A.E.: First of all, as is usual upon answering this kind of question, I want to say that if I were able to verbalise the things I want to say with my art, I would just say it and not have to bother with the
paints - also, I should reiterate the point that good art and convincing interpretations of art are quite often mutually exclusive. Although I don't think an artist should necessarily be unable to string two words together. I think I mean my art to be a reminder of certain things, or to create an effect instead of saying something. Here's one way of trying to explain the feeling, impression or effect that I'd like to achieve with my works: from time to time, there comes a moment when you happen to find yourself on a higher plane of being, in which a particularly acute awareness, senses and feelings all come together. 

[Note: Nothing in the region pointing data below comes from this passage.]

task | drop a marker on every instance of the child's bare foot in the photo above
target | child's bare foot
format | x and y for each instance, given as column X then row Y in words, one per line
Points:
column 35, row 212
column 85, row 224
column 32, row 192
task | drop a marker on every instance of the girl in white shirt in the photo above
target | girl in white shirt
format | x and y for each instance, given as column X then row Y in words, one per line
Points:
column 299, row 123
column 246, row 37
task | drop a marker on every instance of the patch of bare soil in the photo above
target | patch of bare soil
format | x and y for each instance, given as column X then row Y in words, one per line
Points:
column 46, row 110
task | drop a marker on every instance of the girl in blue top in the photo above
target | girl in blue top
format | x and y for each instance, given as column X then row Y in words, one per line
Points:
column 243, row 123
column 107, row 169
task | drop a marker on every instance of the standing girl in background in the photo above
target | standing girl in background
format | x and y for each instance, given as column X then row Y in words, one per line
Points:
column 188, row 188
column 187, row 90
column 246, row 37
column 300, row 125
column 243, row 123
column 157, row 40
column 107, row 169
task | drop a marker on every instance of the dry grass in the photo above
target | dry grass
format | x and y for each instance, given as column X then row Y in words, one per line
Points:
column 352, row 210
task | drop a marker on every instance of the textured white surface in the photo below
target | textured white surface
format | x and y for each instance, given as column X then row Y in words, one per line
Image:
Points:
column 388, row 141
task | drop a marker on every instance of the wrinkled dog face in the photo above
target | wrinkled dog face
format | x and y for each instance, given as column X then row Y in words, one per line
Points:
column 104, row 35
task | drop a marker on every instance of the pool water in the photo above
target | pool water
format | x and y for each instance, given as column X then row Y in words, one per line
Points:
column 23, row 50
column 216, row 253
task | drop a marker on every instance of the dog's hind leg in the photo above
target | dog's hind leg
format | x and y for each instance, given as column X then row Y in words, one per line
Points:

These are the moments when you get the pretentious notion that you've perceived the very essence of things. This is accompanied by a feeling of happiness and fulfilment. The triggers of this condition are certainly not limited to the visually perceptible environment, but in this state you may see a situation or discover some connection between things, which you may paint and invest with a coded message about it. So in my work I try to charge these seemingly random fragments of everyday life with energy, feelings and associations, which would ideally provide the viewer with information about this higher plane of being and serve as a catalyst for achieving it. In other words - you could say I paint small fragments that reflect the essence of things. They carry thoughts, associations, morals and ethics, and also have a direct visual impact. I think I could come up with a pretty good description of my efforts by involving the concept of God, but I shall refrain from it this time. I have to say my efforts are very fragile, indefinable and impossible to prove, and in no way didactic. You could just as surely say that I paint banal landscapes, mundane little scenes and vaguely psychological portraits.